Case Study on Kaggle’s Ames Housing Prediction Project
Henry, who recently moved to Ames, is looking forward to buying a house. While buying a property/house we have to consider various parameters such as location, area of the property, number of bedrooms, living space, garage, kitchen area, garden, swimming pool, etc.,
So, it is not an easy decision to make as he has to analyze many parameters to avoid losses. He collects data on housing properties and approaches his friend Mike to find a solution. His friend, as a data scientist figures out the relationship between the features and the sale price and provides useful information to henry.
2. Context & Challenge
This section consists of a detailed description of the context that led to the creation of the project. This section is comprised of three parts:
a) Background & Description
Realtors determine house values by looking at various features. Some of them are the location of the property, condition of the property, year built, square feet area, heating-AC, garage type, the total number of bedrooms and bathrooms, and many more. After this, they will look for similar houses in the neighborhood that were sold recently to get a better estimate of the property (from Mateus Realty)
As Mike is a data scientist and a friend of Henry, he approaches Mike with the data on housing properties in Ames, which consist of various features of the property and their sale price.
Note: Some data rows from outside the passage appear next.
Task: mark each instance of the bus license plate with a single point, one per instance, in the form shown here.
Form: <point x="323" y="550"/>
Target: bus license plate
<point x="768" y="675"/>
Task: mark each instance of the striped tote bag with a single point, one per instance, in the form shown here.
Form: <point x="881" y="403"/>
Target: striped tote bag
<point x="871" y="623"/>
Mike has to find a solution for him to buy the property effectively without any loss.
c) Goals & Objectives
● To clean the datasets and make them ready for analysis.
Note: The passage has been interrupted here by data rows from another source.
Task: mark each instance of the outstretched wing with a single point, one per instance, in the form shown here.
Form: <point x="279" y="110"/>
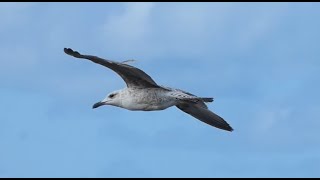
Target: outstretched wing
<point x="133" y="76"/>
<point x="205" y="115"/>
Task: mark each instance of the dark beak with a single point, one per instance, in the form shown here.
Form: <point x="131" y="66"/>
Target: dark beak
<point x="98" y="104"/>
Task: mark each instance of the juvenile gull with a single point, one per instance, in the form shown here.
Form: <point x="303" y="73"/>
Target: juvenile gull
<point x="144" y="94"/>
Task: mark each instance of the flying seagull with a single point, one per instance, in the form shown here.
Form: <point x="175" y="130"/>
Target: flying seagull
<point x="144" y="94"/>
● To observe the data and extract useful information that could help Henry to arrive at some conclusion.
● To do the required visualization to find the relationship between the features and to support the findings.
3. Process & Insight
In this task, we will be using a Jupyter notebook to code, analyze and visualize the data. Mike’s work starts with importing the required datasets.
● Since Mike was given 80 features, he followed a simple approach to choose 32 highly correlated features to predict the Sales Price of a property. He used boxplots to correlate all other features with the Sales Price.
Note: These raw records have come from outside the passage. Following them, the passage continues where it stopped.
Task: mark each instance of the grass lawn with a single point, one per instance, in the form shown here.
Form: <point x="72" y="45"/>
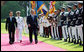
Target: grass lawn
<point x="57" y="43"/>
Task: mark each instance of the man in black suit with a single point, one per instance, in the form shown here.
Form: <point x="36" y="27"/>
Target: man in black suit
<point x="10" y="26"/>
<point x="32" y="26"/>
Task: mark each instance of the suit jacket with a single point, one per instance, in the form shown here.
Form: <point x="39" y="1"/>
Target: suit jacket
<point x="10" y="25"/>
<point x="32" y="22"/>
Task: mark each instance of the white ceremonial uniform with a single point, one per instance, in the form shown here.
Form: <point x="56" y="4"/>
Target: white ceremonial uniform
<point x="20" y="26"/>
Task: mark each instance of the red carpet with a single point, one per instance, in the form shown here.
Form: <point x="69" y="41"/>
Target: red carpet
<point x="25" y="45"/>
● In the following plots, the x-axis represents different features of our dataset, and the y-axis represents the SalePrice of a property. The boxes represent most of the distribution of the respective features. The dots represent outliers.
● Here the x-axis represents the number of half bathrooms in the basement, and the y-axis represents the SalePrice of a property. The four boxes represent most of the distribution of the respective number of half bathrooms. The dots represent outliers.
● Since all the four boxes are in the same SalePrice range and there are many outliers, this means the number of half bathrooms in the basement hardly affects the SalePrice of a property, so it is best to drop this feature.
Now we have a cleaned dataset. The next step is to create a predictive model with the dataset to predict the sale price of the housing property. Mike created three different machine learning models they are,
● Logistic Regression Model
● LassoCV Model
● RidgeCV Model
All three models are fitted with the train data, and cross-validation is done. The linear regression model has the smallest RMSE, which means better fit than other models.
5. The Results
● Out of the given 80 features, the following 32 features are highly correlated with the Sales Price of a property: [‘MS SubClass,’ ‘MS Zoning,’ ‘Street,’ ‘Land Contour,’ ‘Neighborhood,’ ‘Condition 1’, ‘Overall Qual,’ ‘Year Built,’ ‘Year Remod/Add,’ ‘Mas Vnr Area,’ ‘Exter Qual,’ ‘Exter Cond,’ ‘Foundation,’ ‘BsmtFin SF 1’, ‘Total Bsmt SF,’ ‘Heating QC,’ ‘Central Air,’ ‘Electrical,’ ‘Gr Liv Area,’ ‘Full Bath,’ ‘Half Bath,’ ‘Kitchen Qual,’ ‘TotRms AbvGrd,’ ‘Functional,’ ‘Fireplaces,’ ‘Garage Type,’ ‘Garage Finish,’ ‘Garage Cars,’ ‘Garage Area,’ ‘Paved Drive,’ ‘Sale Type,’ ‘SalePrice’]
● The feature Gr Liv Area has the largest coefficient. This shows that the Area of the grade (ground) living area appears to add the most value to a home price.
● Kitchen Qual_Po has the largest negative coefficient. This tells us poor Kitchen quality hurts the value of a home the most.